High mortgage rate is considered as one of the key culprits for Nigeria’s housing challenge. Typical mortgage in Nigeria ranges between 7-10 percent for Federal Mortgage Bank of Nigeria (FMBN) and between 15-25 percent for commercial mortgage institutions, one of the highest in the world.

This has left the industry less attractive for a country that is referred to as poverty capital of the world, where millions live on less than one dollar a day.

Africa’s most populous nation has one of the world’s lowest mortgages to Gross Domestic Product (GDP) rate at 0.6 percent. This lags Ghana’s 2 percent, South Africa’s 30 percent and crawls after the U.S and UK rates of 60 percent and 70 percent respectively.

“I think the Central Bank is trying to see if the market can regulate itself,” Roland Igbinoba, Founder, Pison Housing Company, told BusinessDay on phone.

Igbinoba added that “even before the removal of the cap, mortgage rates in the country has been high and difficult for many to access.”

Nigeria which has the highest population in Africa, has more than 17 million housing deficit and more than 90 percent of new homes that are built in the country are funded from personal savings.

“The biggest problem in the sector is the high cost of the very limited mortgage available. If they can develop policy to ease housing finance, it will be impactful,” Wole Olabanji, the CEO of CoBuildIT, a Lagos-based real estate firm, said.
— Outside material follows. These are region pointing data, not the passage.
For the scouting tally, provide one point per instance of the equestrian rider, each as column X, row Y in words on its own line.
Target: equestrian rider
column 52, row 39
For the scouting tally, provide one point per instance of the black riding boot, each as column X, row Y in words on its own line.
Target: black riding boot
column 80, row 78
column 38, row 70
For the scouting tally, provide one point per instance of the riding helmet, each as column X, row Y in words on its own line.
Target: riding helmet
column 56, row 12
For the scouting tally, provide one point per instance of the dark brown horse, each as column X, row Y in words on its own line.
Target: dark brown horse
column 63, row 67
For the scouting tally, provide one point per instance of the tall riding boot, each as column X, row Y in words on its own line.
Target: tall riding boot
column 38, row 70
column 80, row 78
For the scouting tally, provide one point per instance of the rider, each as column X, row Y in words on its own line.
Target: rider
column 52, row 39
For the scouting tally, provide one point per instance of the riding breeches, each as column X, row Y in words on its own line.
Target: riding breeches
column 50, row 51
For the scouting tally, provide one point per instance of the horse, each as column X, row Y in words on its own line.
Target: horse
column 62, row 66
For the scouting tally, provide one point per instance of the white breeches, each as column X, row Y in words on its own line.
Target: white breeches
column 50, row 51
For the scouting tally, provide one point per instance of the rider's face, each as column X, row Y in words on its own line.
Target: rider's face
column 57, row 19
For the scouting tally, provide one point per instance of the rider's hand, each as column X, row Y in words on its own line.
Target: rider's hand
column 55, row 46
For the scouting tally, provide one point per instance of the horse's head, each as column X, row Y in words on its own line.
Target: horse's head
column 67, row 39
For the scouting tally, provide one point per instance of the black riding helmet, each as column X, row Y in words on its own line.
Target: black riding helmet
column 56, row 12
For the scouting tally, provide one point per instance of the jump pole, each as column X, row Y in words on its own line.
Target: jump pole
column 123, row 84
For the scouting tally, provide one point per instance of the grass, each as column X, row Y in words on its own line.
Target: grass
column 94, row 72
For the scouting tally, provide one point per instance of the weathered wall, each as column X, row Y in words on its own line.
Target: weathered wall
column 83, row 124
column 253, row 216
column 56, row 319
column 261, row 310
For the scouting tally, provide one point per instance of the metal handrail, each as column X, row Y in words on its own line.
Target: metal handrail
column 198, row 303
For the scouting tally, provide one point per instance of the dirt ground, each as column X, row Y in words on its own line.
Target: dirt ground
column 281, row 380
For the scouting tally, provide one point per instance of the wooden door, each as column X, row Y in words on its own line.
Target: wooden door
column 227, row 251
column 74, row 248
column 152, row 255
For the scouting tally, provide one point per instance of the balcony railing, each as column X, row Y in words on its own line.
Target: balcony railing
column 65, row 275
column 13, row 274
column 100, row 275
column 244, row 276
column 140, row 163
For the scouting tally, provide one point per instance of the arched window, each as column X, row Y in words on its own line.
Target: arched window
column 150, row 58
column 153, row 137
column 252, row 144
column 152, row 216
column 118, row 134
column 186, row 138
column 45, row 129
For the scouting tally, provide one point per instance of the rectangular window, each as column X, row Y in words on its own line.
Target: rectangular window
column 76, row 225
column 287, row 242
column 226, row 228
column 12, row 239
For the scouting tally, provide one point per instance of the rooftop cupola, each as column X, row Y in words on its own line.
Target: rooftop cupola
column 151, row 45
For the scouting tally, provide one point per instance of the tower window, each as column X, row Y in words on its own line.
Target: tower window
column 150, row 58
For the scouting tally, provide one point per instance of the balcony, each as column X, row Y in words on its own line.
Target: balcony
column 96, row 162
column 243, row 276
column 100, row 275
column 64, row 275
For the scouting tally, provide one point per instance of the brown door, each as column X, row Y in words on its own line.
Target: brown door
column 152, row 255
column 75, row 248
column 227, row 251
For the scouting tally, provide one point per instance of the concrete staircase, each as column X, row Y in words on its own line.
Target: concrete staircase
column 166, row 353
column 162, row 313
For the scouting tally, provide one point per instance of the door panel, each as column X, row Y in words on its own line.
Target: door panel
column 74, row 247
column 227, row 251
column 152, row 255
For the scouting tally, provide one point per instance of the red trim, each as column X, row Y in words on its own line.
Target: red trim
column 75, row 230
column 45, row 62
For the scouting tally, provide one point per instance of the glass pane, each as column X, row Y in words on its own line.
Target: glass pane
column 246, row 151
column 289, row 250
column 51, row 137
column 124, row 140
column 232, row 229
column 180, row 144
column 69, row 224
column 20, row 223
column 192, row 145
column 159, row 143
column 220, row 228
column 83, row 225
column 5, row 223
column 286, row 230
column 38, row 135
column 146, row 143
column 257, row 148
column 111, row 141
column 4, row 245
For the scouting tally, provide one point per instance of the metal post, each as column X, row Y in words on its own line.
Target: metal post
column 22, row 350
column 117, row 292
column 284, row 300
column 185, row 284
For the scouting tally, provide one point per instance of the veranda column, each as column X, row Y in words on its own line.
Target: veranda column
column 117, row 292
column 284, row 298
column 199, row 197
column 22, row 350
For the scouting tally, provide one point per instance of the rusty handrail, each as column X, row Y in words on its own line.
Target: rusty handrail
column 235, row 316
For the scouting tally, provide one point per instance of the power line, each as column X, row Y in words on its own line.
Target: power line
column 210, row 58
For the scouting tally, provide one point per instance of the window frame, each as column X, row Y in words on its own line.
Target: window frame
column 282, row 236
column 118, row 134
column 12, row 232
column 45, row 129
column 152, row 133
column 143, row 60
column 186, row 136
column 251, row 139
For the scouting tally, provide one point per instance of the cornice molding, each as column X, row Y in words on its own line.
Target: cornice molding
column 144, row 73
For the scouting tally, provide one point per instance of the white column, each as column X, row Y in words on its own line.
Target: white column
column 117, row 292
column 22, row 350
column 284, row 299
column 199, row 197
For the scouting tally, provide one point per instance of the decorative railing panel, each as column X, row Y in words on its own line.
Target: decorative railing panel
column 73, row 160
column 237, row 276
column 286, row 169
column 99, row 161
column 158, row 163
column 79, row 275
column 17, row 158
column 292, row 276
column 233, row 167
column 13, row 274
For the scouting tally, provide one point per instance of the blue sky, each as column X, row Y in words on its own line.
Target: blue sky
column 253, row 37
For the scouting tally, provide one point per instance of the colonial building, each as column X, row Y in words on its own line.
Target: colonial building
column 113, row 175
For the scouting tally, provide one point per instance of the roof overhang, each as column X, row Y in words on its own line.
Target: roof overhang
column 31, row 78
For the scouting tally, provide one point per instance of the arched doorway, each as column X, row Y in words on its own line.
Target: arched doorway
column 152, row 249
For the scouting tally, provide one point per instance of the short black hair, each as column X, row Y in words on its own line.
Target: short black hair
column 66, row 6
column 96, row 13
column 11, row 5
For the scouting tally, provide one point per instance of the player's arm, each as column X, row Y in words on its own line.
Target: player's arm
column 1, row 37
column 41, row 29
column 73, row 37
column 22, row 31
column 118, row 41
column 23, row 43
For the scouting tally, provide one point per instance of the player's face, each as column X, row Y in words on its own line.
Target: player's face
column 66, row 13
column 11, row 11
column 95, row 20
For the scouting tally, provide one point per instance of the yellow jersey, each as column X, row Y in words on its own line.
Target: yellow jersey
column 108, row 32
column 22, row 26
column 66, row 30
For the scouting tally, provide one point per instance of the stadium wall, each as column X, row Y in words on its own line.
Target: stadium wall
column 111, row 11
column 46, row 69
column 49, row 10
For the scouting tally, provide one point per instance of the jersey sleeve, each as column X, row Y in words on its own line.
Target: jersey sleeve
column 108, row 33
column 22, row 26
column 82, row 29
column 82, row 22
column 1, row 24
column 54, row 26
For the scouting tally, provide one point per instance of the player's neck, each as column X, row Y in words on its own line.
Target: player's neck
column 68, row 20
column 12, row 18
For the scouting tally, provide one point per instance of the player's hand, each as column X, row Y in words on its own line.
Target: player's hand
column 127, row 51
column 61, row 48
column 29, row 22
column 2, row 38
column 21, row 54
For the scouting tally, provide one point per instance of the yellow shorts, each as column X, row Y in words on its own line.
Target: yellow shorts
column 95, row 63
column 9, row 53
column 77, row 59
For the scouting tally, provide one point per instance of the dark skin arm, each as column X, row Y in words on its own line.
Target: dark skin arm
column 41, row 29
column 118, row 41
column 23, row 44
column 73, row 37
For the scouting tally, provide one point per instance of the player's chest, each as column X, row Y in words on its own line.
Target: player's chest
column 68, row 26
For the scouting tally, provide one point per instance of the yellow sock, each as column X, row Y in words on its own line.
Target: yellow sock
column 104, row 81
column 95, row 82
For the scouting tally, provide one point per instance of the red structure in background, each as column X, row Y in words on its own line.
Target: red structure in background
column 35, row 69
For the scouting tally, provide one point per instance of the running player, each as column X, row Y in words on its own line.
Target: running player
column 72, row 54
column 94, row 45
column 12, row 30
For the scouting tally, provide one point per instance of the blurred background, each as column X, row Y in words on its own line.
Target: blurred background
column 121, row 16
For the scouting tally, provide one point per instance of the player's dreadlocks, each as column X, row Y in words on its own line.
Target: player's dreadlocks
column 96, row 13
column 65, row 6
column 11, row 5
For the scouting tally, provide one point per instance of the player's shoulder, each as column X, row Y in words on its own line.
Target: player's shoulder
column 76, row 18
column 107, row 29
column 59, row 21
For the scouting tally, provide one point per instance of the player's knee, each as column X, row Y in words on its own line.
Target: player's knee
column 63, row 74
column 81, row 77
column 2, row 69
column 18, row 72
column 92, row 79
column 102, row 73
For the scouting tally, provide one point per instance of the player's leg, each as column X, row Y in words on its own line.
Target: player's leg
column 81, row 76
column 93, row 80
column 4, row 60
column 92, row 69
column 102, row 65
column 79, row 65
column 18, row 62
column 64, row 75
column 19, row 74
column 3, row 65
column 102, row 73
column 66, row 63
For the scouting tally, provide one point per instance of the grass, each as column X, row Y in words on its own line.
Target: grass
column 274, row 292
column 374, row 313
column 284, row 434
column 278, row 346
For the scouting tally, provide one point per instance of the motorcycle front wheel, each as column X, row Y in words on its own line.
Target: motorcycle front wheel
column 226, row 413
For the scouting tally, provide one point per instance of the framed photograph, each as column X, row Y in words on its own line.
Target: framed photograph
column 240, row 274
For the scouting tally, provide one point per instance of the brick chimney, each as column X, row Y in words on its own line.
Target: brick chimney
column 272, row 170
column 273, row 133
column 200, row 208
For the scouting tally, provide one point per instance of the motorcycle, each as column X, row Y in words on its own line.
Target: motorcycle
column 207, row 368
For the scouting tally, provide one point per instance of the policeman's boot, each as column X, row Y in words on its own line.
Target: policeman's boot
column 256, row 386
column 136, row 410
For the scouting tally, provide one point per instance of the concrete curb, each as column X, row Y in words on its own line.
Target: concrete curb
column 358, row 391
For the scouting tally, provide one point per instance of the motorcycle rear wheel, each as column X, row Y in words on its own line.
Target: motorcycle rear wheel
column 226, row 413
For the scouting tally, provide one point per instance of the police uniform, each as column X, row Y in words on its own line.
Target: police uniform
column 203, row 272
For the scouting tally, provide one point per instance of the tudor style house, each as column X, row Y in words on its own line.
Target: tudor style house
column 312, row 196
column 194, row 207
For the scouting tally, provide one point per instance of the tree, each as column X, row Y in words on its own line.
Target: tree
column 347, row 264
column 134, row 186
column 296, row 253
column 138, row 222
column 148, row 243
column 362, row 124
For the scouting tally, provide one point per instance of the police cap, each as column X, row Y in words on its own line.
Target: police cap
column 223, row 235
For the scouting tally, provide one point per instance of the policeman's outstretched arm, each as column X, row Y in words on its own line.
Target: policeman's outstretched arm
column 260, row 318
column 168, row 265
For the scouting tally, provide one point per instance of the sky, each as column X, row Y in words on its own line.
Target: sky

However a source close to the central bank revealed to BusinessDay that the apex bank was at the final phase of commencing mortgage subsidy, with the aim to achieve a single-digit mortgage rate before the end of the year.

The source who asked not to be quoted because of the sensitive nature of the issue, explained that the recent removal of the MRP+ 5 percent cap on mortgage interest rate was in line with the regulator’s plans to achieve single-digit mortgage rate.

“The new policy is in preparation for the single digit interest rate on mortgages. The CBN has gotten to the board of governance for approval and before the year ends they would have commenced the subsidy,” the source said.

Commenting on the cap removal, Andrew S. Nevin, West Africa Financial Services Leader and Chief Economist, PWC said the CBN was obviously focused on a well-functioning real estate and mortgage market.

He added however that “Nigeria’s Dead Capital locked up in real estate will only be unlocked with reforms to the Land Use Act and more streamlined systems for developing and buying and selling real estate.”

According to data by the National Bureau of Statistics (NSB), the Nigerian property market out performed 19 sectors to post worst growth in the second quarter of 2019, contracting by 3.84 percent.

The sector exited its 12 quarters of contraction in Q1 2019 but fell back to contraction mode in Q2 on slow economic activities, decline in purchasing power and lack of liquidity in the industry.

“The real estate sector is a lagged but this is understandable. Not much progress can be made in this sector with a large portion of Nigeria’s population outside the housing market and mortgage still remains too expensive for many people to access and afford,” Adeniyi Akinlusi, CEO, Trustbond Mortgage said.